History of Women in Aviation. Pioneer Female Pilots 1900 to Present Day
Pioneer Women Pilots, 1900 to 1945.
Many women as well as men have looked to the skies and dreamt of flight.
Women went up in hot air balloons soon after their invention in the 1700s, and as soon as practical aircraft became available, women wanted to learn how to fly them, too.
Learning to fly cost money (some things never change) and the social mores of the day didn’t encourage women to seek out such adventurous pursuits.
Some women defied those conventions, but in terms of the percentage of all pilots, there were not very many. Only 6% of pioneer pilots in the early 20th Century were female.
On March 8, 1910, Raymonde de Laroche was the first woman to earn a pilot’s licence.
More French women would earn pilot’s licences between 1910 and 1914 and a further dozen or so would fly without bothering to obtain a licence.
A handful of women in Belgium, Germany, Italy and even Russia would earn their licences before 1914 as well.
In the United States, Harriet Quimby earned her licence on August 2, 1911.
Six more Americans would earn their licences before 1914.
Unlike women in European countries, who were stymied by World War I, a couple of American women earned their licences in 1916.
It took courage to fly these early aircraft.
There were no cockpits in the earliest aircraft. The pilot sat on the leading edge of the bottom wing, with his or her body exposed to the elements.
To begin with, women wore dresses while flying, dresses that extended all the way down to their ankles, but eventually they began wearing trousers – much to the outrage of polite society who thought it wasn’t acceptable to be able to see a woman’s “lower limbs.”
How times have changed.
When World War I broke out, civilians in Europe were no longer allowed to fly. A few women attempted to volunteer to serve their country in the Armed Forces, but none were accepted.
In the United States, after 1916, the same restriction applied.
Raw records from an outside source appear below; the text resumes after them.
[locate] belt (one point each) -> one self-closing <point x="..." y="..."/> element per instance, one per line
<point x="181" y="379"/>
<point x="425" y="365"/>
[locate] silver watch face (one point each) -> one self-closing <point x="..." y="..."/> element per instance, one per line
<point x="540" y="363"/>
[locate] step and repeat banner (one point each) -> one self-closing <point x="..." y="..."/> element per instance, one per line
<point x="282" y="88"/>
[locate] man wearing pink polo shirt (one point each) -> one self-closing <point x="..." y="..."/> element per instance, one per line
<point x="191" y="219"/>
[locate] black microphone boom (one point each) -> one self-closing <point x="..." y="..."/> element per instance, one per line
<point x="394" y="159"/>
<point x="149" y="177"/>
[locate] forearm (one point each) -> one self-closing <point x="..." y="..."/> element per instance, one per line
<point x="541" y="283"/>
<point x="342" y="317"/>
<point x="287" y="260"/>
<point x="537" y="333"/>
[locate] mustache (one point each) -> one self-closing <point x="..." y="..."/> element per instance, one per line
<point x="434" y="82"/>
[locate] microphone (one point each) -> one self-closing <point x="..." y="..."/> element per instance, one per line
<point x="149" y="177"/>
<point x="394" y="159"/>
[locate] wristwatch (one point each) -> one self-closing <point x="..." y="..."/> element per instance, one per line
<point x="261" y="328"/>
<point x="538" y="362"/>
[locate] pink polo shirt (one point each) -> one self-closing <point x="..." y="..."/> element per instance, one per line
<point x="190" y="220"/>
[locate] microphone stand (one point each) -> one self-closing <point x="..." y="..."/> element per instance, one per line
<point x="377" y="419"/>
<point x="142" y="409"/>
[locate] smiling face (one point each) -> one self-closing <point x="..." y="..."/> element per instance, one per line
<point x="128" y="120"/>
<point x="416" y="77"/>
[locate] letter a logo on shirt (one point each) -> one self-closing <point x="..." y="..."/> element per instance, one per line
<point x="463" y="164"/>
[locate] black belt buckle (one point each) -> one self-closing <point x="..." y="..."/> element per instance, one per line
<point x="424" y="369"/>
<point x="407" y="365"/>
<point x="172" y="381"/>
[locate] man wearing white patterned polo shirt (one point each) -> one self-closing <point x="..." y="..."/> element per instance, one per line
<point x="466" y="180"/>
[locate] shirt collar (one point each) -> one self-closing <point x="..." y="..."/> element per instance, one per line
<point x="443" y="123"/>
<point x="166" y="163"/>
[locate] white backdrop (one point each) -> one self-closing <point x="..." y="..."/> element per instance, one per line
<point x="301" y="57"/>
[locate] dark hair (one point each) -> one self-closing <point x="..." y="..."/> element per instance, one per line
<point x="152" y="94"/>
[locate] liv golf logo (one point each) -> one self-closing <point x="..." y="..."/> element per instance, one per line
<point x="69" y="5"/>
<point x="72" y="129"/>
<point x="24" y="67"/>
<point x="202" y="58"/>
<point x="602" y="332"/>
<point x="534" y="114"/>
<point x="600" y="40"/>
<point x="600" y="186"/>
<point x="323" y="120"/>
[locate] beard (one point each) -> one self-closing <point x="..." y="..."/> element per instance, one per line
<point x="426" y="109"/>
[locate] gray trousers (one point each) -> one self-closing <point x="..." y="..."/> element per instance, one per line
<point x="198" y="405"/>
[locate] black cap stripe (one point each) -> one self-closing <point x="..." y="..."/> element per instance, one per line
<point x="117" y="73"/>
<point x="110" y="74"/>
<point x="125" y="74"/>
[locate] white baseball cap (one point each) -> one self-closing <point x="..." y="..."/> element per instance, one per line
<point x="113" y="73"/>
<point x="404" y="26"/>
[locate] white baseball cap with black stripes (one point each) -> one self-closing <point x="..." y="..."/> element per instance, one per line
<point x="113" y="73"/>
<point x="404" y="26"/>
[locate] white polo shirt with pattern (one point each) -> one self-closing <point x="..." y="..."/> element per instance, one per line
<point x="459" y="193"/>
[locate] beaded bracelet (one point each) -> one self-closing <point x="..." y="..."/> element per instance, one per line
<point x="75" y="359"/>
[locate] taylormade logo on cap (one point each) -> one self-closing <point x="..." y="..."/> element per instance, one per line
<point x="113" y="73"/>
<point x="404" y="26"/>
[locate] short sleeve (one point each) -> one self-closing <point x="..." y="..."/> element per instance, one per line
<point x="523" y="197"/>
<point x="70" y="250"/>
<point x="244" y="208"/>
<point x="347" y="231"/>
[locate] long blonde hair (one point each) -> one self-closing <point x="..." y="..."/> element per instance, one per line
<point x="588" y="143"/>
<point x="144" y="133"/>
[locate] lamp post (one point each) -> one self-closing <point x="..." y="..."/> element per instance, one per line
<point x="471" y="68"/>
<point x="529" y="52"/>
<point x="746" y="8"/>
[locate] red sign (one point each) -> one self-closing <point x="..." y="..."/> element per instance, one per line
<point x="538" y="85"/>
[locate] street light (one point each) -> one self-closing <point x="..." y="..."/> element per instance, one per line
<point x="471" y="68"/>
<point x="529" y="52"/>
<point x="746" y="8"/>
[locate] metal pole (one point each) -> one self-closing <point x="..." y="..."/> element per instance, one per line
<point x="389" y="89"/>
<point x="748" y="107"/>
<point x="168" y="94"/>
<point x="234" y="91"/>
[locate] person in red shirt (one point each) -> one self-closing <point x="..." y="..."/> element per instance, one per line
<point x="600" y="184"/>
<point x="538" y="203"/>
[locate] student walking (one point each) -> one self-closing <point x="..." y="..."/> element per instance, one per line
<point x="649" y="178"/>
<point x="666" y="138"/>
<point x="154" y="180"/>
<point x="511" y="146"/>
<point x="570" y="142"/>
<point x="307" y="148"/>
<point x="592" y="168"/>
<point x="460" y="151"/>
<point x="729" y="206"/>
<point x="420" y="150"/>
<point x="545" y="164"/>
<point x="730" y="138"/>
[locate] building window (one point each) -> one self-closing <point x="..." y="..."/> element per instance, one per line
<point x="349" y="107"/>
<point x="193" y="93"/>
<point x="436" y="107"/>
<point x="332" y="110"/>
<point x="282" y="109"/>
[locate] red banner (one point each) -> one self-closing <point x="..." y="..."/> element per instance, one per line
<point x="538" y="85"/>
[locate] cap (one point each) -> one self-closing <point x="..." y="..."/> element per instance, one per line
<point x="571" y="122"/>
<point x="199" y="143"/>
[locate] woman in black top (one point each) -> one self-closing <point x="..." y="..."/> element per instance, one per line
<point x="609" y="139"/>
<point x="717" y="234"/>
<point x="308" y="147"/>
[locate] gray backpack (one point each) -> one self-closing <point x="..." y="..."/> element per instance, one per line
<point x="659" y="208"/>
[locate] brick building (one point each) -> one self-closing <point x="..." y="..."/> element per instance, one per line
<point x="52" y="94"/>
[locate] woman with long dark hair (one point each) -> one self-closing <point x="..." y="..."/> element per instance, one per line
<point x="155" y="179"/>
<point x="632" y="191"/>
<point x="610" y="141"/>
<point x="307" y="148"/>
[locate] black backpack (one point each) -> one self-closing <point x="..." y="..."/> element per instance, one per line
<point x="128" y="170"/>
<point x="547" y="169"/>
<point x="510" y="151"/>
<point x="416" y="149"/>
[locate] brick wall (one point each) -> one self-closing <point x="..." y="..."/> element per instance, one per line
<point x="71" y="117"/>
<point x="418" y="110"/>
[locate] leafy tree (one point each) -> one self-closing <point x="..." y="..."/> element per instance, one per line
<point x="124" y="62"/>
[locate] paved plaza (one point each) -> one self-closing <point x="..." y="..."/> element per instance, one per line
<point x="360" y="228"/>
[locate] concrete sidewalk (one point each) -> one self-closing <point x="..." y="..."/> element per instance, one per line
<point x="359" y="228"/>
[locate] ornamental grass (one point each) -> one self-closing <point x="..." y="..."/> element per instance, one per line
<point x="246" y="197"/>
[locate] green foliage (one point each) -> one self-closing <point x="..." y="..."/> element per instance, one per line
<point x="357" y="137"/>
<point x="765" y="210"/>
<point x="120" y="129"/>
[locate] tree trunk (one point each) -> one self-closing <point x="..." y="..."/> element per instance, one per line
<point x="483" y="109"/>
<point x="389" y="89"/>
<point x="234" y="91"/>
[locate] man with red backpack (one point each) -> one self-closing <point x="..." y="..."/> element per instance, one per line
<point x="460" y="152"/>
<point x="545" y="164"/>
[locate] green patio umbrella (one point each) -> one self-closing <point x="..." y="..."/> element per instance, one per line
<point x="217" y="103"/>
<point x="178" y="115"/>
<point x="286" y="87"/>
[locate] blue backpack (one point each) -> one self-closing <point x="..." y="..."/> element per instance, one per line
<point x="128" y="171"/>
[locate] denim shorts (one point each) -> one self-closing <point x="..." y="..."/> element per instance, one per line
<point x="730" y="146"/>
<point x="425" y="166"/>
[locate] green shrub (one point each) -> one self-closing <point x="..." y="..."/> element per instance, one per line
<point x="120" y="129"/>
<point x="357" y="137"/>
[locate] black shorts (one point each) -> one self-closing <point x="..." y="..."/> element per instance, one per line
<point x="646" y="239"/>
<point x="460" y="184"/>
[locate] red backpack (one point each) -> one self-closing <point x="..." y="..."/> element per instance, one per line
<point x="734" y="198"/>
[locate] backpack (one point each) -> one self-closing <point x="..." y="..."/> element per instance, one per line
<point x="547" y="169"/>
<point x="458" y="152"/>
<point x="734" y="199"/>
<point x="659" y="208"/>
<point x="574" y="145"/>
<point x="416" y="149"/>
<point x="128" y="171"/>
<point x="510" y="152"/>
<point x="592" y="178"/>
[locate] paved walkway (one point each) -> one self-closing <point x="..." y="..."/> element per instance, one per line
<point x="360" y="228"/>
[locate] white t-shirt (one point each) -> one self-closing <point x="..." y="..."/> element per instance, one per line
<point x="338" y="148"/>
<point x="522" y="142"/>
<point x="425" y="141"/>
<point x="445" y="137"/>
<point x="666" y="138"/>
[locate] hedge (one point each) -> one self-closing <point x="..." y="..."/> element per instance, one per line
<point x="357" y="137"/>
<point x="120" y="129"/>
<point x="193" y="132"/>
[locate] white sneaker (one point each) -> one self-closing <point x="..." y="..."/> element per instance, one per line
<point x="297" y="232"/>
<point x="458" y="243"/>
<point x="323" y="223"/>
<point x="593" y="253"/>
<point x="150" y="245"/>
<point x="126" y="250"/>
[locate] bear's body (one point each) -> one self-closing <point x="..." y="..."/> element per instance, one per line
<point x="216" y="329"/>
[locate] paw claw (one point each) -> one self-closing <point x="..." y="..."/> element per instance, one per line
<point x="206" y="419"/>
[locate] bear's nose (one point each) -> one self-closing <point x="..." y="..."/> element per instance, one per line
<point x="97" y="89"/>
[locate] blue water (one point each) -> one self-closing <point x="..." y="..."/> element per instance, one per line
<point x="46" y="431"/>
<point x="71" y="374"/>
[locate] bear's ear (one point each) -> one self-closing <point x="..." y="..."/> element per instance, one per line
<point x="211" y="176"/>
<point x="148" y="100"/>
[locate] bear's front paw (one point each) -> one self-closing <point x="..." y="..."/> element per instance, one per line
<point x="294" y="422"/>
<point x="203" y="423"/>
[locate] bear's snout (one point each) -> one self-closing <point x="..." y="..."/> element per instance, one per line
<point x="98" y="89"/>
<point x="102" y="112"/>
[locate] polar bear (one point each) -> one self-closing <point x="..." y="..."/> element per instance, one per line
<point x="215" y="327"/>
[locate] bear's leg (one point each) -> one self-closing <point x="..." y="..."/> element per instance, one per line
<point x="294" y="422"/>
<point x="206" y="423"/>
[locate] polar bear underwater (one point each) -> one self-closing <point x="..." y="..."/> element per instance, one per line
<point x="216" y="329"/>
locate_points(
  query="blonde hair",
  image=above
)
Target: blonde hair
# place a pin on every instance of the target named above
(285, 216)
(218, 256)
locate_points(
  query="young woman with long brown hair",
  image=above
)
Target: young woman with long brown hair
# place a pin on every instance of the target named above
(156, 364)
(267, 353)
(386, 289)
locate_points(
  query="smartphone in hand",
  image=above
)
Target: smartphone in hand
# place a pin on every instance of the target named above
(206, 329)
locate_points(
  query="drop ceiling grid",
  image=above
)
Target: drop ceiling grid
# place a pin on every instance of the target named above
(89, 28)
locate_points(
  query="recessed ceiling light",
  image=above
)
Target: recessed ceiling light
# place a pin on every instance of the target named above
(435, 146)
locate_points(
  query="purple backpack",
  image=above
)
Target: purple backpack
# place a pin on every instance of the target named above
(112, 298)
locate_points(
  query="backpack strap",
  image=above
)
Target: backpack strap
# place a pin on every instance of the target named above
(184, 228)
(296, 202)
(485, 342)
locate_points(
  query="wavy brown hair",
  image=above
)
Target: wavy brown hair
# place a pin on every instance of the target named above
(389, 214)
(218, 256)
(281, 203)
Katherine Stinson, a renowned aviatrix known as the “Flying Schoolmarm” spent the war years teaching male pilots how to fly.
After the war, few of the original women pioneers returned to aviation.
A few had died while performing at air shows before the war (Harriet Quimby was one), most had married, and with a husband and children to care for they no longer had time to pursue their love of aviation.
However, a new generation of women learned to fly during the ‘20s and ‘30s.
Some of the more famous American pilots were Amelia Earhart, Pancho Barnes, Elinor Smith, Phoebe Omlie and Jackie Cochran.
In Britain, after the outbreak of World War II, Britains’s Air Transport Auxiliary was formed.